Tale Of Two Revolutions

     Late in the eighteenth century there were two revolutions of note, the French and of course the American. It is a testament to the factors which bind us together through the centuries, that the values that motivated each revolution are still what motivates people today, for better or for worse. Even in the United States, the embers of both revolutions still glow brightly and ignite the passions of people on both sides of the political spectrum.
    The french Revolution was a populace movement built on a hatred for the wealthy and it blamed them for everything bad in 18th century French society. It resulted in many of the aristocracy being permanently separated from their heads. By contrast, the American Revolution was fomented mostly by the wealthy, and they pledged that wealth, along with their very lives and sacred honor, to the cause of freedom and economic liberty. Most of the Founding Fathers lost their wealth to the revolution, many also lost their lives, but none lost their sacred honor.
     If one were to attach one of the two eighteenth century revolutions to the two movements in this country today, Liberals would be more closely associated with the French Revolution and Conservatives with the American. At the very core of the French Revolution was a demand for more government, the opposite was true of the American revolution. And where the French Revolution chose to eliminate their wealthy citizens, the American Revolution was centered around the kind of economic freedom which created more wealthy citizens. Today's Liberals are not suggesting that we engage in public guillotining of the rich, not yet anyway, but the policies they advocate will behead the very capitalist ideals that create wealth. Their campaign to demonize the rich has created a new  and growing class of people that demand a bigger and bigger government to redress their perceived grievances.
     The entitlists, as I like to call them, are descendants of the French Revolution and keep the embers of class warfare and hatred burning. They want to benefit from the work someone else has done in their own self-interest. The descendants of the American Revolution want only to reap the fruits of the work they have done. Both are working in self-interest, but the difference is that the entitlist wakes every morning scheming ways in which to reap fruit from his neighbor's tree. The sons and daughters of the American Revolution wake every morning trying to devise ways to expand their orchard. The human characteristic of working in one's self-interest is present in every system of government, the morality of Capitalism is that individual self-interest is able to expand to benefit others. Berkshire Hathoway and Microsoft were founded not to create thousands of millionaires but to benefit Warren Buffet and Bill Gates, respectively. The effect was to create wealth for millions of other Americans, thereby expanding the scope of opportunity without any government involvement. Another example of this is the package delivery service. Federal Express and United Parcel Service have not only provided a more efficient method of shipping, but have created wealth for their shareholders, many of whom are every day Americans who own the companies stocks in their retirement accounts. The United States Postal Service, on the other hand, hasn't created wealth for anyone and has in fact run deficits which cost the American taxpayers billions of dollars.
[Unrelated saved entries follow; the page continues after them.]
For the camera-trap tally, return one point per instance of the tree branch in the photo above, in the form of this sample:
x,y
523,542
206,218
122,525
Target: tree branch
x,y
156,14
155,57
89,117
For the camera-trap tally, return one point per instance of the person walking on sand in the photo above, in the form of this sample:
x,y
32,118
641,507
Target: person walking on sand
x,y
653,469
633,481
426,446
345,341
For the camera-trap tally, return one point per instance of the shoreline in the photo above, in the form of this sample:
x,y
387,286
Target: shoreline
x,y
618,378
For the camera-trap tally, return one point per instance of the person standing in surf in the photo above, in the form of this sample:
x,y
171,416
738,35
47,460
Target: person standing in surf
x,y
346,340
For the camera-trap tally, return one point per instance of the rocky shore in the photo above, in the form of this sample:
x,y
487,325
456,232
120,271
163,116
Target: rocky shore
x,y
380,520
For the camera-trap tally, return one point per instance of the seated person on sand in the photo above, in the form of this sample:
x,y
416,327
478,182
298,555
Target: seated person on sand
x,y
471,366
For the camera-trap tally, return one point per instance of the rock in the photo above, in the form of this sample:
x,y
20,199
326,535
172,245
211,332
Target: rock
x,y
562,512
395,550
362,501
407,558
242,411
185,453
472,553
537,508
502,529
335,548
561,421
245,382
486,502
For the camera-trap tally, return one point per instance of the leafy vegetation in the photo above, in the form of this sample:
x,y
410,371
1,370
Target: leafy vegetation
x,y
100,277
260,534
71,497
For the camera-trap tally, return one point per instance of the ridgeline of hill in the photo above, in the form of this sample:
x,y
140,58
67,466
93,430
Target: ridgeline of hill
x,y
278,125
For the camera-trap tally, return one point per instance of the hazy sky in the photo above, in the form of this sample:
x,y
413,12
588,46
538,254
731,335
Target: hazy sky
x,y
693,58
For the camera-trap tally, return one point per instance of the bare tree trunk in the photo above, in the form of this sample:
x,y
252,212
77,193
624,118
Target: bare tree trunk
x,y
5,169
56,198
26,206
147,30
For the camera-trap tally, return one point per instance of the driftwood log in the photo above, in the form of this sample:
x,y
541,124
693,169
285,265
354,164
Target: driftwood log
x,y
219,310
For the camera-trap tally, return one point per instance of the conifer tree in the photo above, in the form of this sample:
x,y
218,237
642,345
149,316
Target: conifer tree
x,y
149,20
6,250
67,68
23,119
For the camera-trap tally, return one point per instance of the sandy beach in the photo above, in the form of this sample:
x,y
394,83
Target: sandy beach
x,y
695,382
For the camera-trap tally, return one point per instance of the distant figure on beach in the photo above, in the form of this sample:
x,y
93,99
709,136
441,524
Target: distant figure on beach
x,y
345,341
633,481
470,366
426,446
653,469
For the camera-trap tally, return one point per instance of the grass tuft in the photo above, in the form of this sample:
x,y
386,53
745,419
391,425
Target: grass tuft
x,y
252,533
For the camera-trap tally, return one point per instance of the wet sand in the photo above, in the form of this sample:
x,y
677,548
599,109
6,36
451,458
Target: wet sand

     In the final analysis, the French Revolution, as is the case with the modern Liberal, looked through a myopic lens to grab someone else's wealth in the short term, thereby destroying the very engine of that wealth for the future. The American Revolution, and by extension the modern Conservative movement, looked to create an environment of economic freedom which would propel the country into a future of prosperity based on individual liberty.